Pourquoi cette ingéniosité maléfique ? C'est tout simplement pour garder une bonne image du « plus beau pays du monde » à l'extérieur, tout en disséminant un climat délétère de peur, de suspicion, de délation. Une ambiance égoïste du chacun pour soi s'est installée peu à peu. Il est loin le temps où l'on chantait à tue-tête les slogans révolutionnaires du Mouvement du 20 février (2011). Maintenant si tu parles politique dans un bus, les gens se détournent de toi ostensiblement. Résultat, la peur règne partout au Maroc.

Le cas de Boualem Sansal

O.B.— Est-ce que la détérioration de l'état de santé du roi renforce le pouvoir de l'entourage sécuritaire ?

M.M.— Oui tout à fait. Ledit entourage contrôle quasi totalement le circuit de répartition du pouvoir. Il monopolise aussi le contrôle de l'information stratégique.

O.B.— Comment expliquer le fait que Boualem Sansal, cet écrivain franco-algérien connu pour sa grande proximité envers l'extrême droite en France, soit soutenu par toute l'élite politique et médiatique française et pas vous ?

M.M.— La réponse est simple : je suis de gauche, Sansal est à l'extrême droite. Il y a eu durant les dernières années un glissement massif de la société française vers la droite extrême. Et cela explique la différence de traitement des cas Sansal et Monjib. Toutefois, il ne faut jamais mettre un écrivain en prison pour ses écrits ou ses déclarations. Je demande donc la libération de Sansal.

O.B.— Votre cas n'est pas unique. Il reste d'autres détenus politiques au Maroc. Comment expliquer la persistance de ce phénomène ?

Au Maroc on dit « Drablekbirykhafsghir » (tape le grand, les petits auront peur). Voilà pourquoi il y a toujours d'autres personnes emblématiques en prison comme le grand avocat et ancien ministre des droits humains Mohamed Ziane. On peut citer aussi des leaders connus du Hirak du Rif, Nasser Zefzafi, Nabil Ahamjik et Mohamed Jelloul et trois autres détenus depuis huit ans. Les hirakis les moins connus, des centaines, ont été libérés après quelques jours ou quelques mois de détention. C'est finalement assez banal comme stratagème de contrôle : montrer les muscles pour ne pas (trop) les utiliser.


1NDLR. Le consortium ayant remporté le projet inclut la société Afriquia Gaz, propriété d'Aziz Akhannouch. Le contrat est estimé à environ 6,5 milliards de dirhams (623 millions d'euros).

2NDLR. Une unité de liquéfaction de gaz est construite à Tendrara, dans l'est du Maroc, par la société britannique Sound Energy. Le gaz liquéfié sera ensuite commercialisé par Afriquia Gaz, filiale du groupe marocain Akwa détenu par les familles Akhannouch et Wakrim. Depuis 1995, Aziz Akhannouch et Ali Wakrim sont à la tête de ce holding familial.
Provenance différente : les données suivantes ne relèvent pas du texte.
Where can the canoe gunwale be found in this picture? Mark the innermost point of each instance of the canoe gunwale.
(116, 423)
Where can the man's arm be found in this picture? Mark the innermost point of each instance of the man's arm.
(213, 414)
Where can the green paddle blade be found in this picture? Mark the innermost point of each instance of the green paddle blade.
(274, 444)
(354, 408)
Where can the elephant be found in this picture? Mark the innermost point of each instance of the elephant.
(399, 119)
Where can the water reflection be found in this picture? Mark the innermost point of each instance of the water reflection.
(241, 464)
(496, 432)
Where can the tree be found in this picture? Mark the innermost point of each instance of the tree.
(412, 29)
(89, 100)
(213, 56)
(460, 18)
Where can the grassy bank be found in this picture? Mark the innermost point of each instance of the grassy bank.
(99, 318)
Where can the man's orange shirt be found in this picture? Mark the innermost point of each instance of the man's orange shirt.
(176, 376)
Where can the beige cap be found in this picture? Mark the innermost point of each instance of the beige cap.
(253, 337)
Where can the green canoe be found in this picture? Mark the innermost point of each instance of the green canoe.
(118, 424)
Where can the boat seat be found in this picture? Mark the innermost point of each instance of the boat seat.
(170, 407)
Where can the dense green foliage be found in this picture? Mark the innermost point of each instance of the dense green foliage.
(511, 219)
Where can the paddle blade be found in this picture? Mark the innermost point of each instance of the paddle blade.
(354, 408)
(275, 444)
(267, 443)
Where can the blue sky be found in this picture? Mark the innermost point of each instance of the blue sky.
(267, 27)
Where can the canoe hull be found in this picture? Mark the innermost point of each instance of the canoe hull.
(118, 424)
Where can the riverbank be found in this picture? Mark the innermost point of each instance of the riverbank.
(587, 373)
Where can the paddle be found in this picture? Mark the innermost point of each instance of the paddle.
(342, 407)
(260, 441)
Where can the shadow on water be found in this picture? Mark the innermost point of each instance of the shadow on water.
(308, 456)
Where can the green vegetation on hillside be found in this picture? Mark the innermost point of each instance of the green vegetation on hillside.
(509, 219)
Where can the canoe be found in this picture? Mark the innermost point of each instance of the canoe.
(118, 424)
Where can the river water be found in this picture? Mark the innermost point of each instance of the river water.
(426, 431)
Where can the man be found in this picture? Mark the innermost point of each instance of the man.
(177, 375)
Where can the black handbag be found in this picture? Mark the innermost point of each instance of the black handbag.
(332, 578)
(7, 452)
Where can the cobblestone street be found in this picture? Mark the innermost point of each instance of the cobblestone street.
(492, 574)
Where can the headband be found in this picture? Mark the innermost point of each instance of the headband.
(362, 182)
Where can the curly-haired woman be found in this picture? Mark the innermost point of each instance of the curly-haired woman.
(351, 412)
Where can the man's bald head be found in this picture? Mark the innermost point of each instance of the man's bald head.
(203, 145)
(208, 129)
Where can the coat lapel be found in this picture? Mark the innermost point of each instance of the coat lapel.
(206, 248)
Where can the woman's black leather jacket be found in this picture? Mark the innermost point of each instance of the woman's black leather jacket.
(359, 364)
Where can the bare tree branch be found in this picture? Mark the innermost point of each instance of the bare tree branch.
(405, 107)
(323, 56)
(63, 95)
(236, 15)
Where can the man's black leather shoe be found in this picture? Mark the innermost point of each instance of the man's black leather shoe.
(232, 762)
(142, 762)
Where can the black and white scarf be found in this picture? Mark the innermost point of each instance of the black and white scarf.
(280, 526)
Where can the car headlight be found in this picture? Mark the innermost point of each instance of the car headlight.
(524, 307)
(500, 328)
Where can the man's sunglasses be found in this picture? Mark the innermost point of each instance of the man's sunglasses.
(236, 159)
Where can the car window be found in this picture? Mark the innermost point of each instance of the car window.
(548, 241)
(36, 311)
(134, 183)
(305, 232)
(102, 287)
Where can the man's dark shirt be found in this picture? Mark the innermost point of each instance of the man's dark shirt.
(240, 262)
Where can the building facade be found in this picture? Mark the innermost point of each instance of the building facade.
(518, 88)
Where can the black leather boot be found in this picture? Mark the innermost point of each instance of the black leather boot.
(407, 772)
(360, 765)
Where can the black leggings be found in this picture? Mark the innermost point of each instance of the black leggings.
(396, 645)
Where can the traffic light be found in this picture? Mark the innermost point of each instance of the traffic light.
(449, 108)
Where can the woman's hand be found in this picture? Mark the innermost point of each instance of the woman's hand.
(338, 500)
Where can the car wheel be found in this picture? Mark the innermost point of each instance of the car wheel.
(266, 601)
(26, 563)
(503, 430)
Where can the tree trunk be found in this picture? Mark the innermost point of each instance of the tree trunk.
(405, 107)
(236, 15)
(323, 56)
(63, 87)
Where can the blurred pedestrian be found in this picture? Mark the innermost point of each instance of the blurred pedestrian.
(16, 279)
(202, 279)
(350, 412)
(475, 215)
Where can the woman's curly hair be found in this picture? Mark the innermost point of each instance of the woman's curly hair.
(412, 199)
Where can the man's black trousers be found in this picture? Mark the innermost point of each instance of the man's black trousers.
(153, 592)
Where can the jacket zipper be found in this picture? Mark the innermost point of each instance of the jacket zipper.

3NDLR. Cette enquête a été publiée en mai 2023 par les journalistes Khalid Elberhli et Youssef El Hireche dans le journal marocain arabophone Assahifa.

4NDLR. Youssef El Hireche a été arrêté en mars 2024. Il était accusé d'«  atteinte à un agent public  », d'«  outrage à un corps constitué  » et de «  diffusion d'informations privées sans consentement  » suite à des publications sur les réseaux sociaux. Il a été libéré par grâce royale le 29 juillet 2024.